#Interventi. Federico Massimo Ceschin: Turismo circolare, quando la sostenibilità è un’attitudine

Federico Massimo Ceschin, Presidente nazionale di SIMTUR – Società Italiana professionisti mobilità dolce e turismo sostenibile, Segretario generale di Cammini d’Europa, coordinatore della rete nazionale dei Parchi Culturali Ecclesiali della Conferenza Episcopale Italiana e curatore del Meeting internazionale All Routes Lead to Rome, ci racconta il turismo circolare e l’economia delle esperienze.

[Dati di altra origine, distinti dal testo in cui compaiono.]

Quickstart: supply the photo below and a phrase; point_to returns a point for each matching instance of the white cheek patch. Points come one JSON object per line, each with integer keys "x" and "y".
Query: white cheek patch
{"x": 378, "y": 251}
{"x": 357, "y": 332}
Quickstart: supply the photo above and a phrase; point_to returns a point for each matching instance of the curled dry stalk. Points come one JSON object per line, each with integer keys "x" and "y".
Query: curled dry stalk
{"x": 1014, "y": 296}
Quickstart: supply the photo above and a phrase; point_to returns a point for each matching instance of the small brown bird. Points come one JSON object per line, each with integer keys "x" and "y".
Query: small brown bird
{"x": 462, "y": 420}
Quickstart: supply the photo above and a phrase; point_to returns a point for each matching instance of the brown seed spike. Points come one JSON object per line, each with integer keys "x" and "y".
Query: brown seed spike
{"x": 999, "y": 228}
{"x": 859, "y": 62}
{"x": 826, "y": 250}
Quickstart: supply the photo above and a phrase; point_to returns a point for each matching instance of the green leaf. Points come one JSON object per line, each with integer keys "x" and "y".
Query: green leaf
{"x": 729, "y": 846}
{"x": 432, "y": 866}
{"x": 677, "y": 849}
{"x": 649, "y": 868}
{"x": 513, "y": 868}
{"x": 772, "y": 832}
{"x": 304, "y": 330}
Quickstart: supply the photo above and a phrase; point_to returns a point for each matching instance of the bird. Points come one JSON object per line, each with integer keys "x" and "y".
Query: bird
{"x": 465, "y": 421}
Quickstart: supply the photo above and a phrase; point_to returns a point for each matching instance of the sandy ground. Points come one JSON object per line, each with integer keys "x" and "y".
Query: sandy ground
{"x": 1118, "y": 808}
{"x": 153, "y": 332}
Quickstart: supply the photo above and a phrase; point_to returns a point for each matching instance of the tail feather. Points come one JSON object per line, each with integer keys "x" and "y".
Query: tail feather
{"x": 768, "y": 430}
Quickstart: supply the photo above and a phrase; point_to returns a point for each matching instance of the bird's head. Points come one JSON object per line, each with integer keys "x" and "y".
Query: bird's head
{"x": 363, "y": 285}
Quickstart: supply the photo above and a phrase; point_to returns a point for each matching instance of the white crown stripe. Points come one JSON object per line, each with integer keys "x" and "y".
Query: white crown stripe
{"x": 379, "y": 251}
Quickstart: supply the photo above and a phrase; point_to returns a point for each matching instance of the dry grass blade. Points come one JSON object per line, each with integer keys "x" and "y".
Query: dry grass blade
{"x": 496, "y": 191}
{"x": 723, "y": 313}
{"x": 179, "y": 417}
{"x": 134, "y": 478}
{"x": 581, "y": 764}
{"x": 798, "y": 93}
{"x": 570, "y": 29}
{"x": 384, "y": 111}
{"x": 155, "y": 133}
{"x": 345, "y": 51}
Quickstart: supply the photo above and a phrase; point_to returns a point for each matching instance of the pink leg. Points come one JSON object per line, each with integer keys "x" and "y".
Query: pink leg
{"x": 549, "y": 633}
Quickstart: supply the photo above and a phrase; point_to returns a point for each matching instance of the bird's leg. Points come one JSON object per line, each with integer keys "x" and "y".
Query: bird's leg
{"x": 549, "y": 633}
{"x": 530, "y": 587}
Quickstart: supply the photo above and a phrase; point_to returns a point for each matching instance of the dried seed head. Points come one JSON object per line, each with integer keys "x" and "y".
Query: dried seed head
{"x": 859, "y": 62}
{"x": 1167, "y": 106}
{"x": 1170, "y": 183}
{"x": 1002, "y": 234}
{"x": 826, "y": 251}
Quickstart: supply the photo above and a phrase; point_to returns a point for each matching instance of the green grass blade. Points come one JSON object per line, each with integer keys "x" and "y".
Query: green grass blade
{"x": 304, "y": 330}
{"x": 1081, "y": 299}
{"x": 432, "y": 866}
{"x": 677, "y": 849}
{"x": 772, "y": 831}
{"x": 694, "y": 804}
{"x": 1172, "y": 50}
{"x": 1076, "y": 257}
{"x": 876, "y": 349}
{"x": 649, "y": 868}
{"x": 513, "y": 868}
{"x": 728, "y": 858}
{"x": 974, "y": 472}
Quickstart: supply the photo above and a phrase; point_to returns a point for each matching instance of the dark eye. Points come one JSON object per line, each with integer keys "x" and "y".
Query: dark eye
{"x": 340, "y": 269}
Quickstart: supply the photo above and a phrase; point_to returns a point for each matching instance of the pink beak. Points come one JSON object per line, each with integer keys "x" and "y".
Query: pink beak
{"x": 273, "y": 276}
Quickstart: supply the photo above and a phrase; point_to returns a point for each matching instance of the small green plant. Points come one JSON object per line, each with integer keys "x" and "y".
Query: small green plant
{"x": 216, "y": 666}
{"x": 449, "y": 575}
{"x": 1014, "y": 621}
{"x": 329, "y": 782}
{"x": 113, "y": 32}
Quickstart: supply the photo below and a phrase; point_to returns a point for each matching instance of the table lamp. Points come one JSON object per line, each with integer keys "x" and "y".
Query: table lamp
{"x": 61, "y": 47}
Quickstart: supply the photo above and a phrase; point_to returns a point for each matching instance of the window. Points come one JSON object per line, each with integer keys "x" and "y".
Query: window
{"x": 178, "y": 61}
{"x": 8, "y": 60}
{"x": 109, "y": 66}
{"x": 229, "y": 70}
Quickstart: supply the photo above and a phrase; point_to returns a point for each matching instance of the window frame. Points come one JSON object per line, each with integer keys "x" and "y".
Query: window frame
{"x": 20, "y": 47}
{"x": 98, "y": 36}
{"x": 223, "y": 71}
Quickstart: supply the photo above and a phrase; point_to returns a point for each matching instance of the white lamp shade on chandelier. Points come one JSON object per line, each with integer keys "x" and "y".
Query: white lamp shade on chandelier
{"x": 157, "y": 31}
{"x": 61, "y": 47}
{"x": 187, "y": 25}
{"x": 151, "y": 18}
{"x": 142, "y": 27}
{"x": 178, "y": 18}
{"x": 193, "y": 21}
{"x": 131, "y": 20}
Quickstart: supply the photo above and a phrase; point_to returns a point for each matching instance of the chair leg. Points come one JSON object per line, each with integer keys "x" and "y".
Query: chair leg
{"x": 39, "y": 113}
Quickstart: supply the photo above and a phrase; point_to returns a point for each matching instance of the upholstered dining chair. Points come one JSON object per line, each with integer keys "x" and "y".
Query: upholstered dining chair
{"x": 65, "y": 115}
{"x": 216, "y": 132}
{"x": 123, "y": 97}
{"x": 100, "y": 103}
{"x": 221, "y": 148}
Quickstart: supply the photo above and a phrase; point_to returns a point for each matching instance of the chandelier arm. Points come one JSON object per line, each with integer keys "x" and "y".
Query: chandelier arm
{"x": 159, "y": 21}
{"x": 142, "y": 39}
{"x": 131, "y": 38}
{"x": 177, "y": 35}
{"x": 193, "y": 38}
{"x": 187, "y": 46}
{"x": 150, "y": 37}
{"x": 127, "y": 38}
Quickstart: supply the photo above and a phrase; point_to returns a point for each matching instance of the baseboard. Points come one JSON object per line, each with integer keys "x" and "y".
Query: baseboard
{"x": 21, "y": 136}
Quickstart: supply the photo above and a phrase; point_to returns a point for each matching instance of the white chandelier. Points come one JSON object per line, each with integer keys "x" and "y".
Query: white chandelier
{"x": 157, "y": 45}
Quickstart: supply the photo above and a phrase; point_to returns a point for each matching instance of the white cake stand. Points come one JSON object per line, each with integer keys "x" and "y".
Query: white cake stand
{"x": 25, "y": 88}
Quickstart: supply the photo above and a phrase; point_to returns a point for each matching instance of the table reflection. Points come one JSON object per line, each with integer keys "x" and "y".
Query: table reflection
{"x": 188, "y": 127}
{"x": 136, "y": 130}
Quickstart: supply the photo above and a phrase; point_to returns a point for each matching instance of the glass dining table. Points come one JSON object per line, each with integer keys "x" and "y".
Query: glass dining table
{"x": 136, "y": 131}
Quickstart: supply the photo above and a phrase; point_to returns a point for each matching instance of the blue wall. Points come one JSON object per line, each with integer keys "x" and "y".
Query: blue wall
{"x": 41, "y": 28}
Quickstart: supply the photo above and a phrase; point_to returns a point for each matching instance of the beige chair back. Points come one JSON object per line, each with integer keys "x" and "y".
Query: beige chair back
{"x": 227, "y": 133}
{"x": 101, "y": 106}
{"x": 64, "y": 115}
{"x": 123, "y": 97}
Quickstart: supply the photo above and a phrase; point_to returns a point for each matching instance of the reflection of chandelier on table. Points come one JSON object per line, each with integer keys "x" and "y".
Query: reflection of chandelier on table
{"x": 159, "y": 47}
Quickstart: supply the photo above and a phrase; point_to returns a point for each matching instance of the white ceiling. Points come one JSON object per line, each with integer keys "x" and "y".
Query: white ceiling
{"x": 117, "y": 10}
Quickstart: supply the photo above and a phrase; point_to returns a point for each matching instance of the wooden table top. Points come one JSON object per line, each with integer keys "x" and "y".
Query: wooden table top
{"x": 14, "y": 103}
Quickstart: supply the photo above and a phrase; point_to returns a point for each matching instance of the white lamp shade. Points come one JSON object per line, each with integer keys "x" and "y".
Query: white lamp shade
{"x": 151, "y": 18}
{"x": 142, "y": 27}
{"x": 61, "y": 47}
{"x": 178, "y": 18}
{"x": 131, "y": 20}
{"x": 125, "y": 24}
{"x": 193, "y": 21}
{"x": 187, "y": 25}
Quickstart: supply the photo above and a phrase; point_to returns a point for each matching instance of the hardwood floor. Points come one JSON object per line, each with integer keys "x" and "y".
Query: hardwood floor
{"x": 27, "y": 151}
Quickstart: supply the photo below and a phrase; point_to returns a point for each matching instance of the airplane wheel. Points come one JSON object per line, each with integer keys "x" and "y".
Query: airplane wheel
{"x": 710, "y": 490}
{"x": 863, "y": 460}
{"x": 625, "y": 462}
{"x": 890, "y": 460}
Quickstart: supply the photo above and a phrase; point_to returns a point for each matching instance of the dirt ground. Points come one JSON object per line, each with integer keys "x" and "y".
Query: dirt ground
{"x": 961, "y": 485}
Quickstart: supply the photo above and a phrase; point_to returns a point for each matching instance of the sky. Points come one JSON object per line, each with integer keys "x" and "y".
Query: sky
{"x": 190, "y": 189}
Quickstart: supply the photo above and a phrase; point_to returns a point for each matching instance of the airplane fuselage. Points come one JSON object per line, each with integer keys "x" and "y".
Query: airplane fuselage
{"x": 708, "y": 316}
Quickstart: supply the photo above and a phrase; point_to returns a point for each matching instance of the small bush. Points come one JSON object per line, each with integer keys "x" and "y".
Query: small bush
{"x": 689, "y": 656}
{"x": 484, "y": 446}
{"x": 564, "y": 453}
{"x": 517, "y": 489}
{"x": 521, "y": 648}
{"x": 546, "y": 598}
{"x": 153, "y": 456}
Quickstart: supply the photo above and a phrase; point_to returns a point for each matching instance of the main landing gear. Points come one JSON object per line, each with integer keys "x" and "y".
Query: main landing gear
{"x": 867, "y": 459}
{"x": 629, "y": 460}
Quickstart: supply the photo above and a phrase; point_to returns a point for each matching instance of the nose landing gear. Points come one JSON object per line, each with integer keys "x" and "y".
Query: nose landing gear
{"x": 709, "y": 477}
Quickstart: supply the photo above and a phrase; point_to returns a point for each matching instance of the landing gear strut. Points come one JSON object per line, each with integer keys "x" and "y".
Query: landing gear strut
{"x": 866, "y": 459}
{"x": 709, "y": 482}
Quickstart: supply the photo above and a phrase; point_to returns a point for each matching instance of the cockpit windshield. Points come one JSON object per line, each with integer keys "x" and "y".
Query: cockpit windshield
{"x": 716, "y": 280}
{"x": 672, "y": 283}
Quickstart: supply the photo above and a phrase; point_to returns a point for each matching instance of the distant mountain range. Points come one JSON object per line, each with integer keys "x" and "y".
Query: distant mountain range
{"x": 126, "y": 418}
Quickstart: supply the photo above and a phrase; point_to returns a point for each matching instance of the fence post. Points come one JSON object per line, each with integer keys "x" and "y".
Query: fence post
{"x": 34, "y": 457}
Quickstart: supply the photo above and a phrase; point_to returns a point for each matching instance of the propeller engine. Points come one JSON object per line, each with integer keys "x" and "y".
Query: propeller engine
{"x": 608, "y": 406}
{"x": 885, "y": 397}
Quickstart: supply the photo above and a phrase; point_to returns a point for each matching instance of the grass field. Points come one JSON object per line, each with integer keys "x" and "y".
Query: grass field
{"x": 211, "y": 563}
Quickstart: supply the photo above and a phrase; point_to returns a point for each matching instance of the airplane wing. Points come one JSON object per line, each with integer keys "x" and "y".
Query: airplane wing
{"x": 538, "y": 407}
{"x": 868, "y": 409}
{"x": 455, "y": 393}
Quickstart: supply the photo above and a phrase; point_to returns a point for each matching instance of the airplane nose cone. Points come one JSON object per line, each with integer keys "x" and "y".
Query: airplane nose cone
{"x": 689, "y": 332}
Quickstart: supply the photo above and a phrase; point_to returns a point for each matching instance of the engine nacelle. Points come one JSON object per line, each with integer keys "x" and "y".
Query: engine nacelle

L’ingresso dell’umanità nell’era delle pandemie ha sollevato la necessità di individuare nuovi set di indicatori ambientali, sociodemografici ed economici. Più ancora, ha reso evidente l’urgenza di modificare le nostre abitudini di produzione, di trasporto, di distribuzione e di consumo che già alcuni documenti avevano già giudicato “insostenibili”, quando non allarmanti. Riferimenti rimangono l’Enciclica “Laudato Si’” e l’Agenda 2030 delle Nazioni Unite, significativamente pubblicate a pochi mesi di distanza.
In questi anni, il trasporto delle merci e delle persone, compreso il turismo, è stato uno dei punti focali più discussi nei media a causa del suo legame diretto con l’impiego di energie ricavate dal carbone e dal petrolio, con pesante impatto sui cambiamenti climatici. Dopo la dichiarazione di pandemia, con il conseguente lockdown imposto alla popolazione mondiale per contenere gli agenti virali, la mobilità è apparsa come uno dei settori più colpiti, ma anche uno tra i più reattivi e strategici in direzione della ripresa: numerose città di tutto il mondo hanno iniziato ad intervenire per rigenerare spazi pubblici e ridisegnare traiettorie per consentire alle persone di vivere e di muoversi in sicurezza. Con il timore che il trasporto pubblico potesse apparire come un’opzione meno sicura o scarsamente desiderabile, le progettualità vanno nella direzione di favorire la mobilità attiva, a piedi e in bicicletta, così come raccomandato dalla stessa Organizzazione mondiale della Sanità.

Ciò che è iniziato come una misura straordinaria ed emergenziale, potrebbe però trasformarsi in una visione permanente del futuro delle città e delle abitudini di viaggio: va rapidamente diffondendosi la consapevolezza dei benefici di azioni volte a considerare la centralità delle persone, di tutte le persone, sottraendo spazi alla mobilità motorizzata per una vasta gamma di utenza e di utilizzi.
In questa fase, l’approccio all’economia circolare è prezioso per definire azioni mirate a risultati di lungo periodo. Con l’affermarsi delle forme di mobilità condivisa (car sharing, car pooling, bike sharing, ecc.) e dei mezzi di “micromobilità” (segway, hoverboard, e-bike, ecc.), si va affermando uno scenario di “ecomobilità personale” che appare destinato a traghettare definitivamente tutti noi cittadini e consumatori oltre il criterio economico tradizionale “take/make/dispose”: certo dobbiamo ancora estrarre risorse, ma è chiaro che dovrà avvenire in misura minore e con maggiore rispetto per il Pianeta; certo dovremo continuare a produrre, ma seguendo indicatori diversi dalla crescita, più orientati alla sicurezza, al benessere e alla felicità; sicuramente dovremo ancora disporre dei beni e dei servizi, ma potremo farlo in modalità sempre più condivisa e collettiva.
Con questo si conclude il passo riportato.